Mais pendant que l’Europe entrevoit une reprise modeste, l’Asie fait face à des vents contraires. Les grandes économies industrielles du continent, Chine en tête, voient leur production freinée par la menace de nouveaux tarifs douaniers imposés par les États-Unis et certains pays européens. Ces mesures protectionnistes, souvent justifiées par des considérations de « sécurité économique » ou d’« équité commerciale », ont un impact direct sur les exportations asiatiques et la confiance des investisseurs.
Cette divergence entre l’Europe et l’Asie révèle une fracture stratégique. D’un côté, un Vieux Continent qui tente de relocaliser une partie de sa production, encouragé par la montée des discours souverainistes et une prise de conscience post-Covid sur les dépendances industrielles. De l’autre, une Asie exportatrice en perte de vitesse, pénalisée par sa surexposition à un commerce mondial désormais sous tension permanente.
L’évolution actuelle souligne également les limites du modèle mondialisé qui a dominé les vingt dernières années. L’heure est désormais au rééquilibrage industriel, à la relocalisation stratégique et à la reconquête de la souveraineté économique. Mais cette transition est lente, coûteuse et semée d’embûches, surtout pour des économies comme la France, encore largement dépendantes de l’importation pour leurs chaînes de production.
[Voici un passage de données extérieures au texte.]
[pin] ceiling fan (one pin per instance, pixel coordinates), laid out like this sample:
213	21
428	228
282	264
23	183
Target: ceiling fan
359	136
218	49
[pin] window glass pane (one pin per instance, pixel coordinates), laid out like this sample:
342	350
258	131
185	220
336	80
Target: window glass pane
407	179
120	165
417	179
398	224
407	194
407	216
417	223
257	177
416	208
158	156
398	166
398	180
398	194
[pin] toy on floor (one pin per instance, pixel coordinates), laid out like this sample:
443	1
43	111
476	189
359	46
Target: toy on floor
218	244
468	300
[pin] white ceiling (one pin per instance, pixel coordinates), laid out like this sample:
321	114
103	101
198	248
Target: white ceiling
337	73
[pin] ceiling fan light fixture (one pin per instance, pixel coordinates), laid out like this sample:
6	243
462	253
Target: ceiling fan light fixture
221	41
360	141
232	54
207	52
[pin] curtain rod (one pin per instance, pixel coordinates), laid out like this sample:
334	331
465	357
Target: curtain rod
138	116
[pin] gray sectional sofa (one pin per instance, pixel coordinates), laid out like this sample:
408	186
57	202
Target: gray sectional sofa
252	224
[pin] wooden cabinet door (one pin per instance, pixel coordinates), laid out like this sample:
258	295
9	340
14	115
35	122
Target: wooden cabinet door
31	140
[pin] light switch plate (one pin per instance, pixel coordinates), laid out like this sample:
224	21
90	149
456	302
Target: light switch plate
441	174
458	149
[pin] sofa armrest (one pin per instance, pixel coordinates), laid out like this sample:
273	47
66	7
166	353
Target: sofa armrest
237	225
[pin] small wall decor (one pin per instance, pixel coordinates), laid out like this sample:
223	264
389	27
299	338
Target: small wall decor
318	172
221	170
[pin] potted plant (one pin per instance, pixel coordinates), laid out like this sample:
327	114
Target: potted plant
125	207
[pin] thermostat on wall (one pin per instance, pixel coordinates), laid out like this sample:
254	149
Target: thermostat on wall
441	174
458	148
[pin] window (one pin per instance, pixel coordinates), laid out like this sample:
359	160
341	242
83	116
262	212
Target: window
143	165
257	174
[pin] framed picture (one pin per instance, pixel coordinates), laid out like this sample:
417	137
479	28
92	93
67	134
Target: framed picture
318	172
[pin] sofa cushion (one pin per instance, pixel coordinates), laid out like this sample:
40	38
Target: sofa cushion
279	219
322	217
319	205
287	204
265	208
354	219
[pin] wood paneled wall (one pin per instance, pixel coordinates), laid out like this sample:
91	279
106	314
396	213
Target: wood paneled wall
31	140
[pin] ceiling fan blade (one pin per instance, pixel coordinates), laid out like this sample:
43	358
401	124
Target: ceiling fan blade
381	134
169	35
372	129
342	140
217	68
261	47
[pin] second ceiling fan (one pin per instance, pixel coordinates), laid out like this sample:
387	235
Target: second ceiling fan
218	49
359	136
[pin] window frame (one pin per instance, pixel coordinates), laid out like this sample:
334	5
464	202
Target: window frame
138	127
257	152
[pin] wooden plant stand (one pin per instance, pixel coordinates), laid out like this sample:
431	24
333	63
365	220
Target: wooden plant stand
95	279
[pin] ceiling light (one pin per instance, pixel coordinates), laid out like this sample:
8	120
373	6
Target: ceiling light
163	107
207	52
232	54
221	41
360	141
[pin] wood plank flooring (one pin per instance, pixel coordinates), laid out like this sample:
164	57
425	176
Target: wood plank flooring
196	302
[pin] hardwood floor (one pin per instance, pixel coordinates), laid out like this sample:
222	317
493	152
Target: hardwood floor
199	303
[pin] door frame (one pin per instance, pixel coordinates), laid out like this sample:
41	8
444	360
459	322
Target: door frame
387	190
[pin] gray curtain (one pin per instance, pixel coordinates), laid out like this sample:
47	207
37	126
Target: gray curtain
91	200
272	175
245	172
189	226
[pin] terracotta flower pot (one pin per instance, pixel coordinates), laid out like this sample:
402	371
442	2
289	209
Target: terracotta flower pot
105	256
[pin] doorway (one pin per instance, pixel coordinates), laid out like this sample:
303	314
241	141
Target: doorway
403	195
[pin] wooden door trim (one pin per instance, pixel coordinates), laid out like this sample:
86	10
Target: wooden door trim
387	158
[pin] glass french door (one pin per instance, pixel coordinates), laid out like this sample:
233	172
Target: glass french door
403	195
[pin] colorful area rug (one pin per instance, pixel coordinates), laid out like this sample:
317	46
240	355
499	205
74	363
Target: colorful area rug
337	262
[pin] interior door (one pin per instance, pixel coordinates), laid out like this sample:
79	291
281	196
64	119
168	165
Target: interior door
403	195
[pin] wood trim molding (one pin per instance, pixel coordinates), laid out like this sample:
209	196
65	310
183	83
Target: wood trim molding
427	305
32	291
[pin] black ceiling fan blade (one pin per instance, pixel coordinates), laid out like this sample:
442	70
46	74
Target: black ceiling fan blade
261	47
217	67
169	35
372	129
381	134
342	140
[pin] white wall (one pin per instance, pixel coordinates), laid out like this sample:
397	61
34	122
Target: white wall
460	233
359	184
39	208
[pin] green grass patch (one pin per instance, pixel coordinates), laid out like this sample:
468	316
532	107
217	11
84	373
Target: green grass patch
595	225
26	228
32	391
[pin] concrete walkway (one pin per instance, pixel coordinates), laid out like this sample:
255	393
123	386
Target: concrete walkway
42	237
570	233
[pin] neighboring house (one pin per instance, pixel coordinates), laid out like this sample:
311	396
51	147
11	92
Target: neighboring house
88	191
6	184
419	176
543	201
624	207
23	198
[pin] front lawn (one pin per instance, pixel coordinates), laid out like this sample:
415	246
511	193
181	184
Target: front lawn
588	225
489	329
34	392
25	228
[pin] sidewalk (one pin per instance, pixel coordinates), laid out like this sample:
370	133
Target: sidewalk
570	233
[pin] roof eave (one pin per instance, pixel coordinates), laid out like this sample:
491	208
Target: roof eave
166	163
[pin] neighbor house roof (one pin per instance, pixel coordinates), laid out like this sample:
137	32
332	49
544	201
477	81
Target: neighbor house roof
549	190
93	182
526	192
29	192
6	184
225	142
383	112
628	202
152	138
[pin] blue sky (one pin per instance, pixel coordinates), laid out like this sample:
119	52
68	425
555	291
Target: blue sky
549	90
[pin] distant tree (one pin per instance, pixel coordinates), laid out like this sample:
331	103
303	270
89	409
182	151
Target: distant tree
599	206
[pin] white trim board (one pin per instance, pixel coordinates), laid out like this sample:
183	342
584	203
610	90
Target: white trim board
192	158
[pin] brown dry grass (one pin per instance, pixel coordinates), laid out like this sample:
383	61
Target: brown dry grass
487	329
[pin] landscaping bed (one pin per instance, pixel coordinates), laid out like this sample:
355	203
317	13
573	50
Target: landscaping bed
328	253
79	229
L’avenir du tissu industriel européen dépendra de la capacité des États à soutenir leurs filières stratégiques tout en tenant tête aux diktats de Bruxelles sur la concurrence et les déficits. Dans cette perspective, la reprise actuelle ne peut être qu’un prélude : soit l’Europe assume pleinement un tournant productiviste et souverainiste, soit elle restera le spectateur impuissant de son propre déclassement.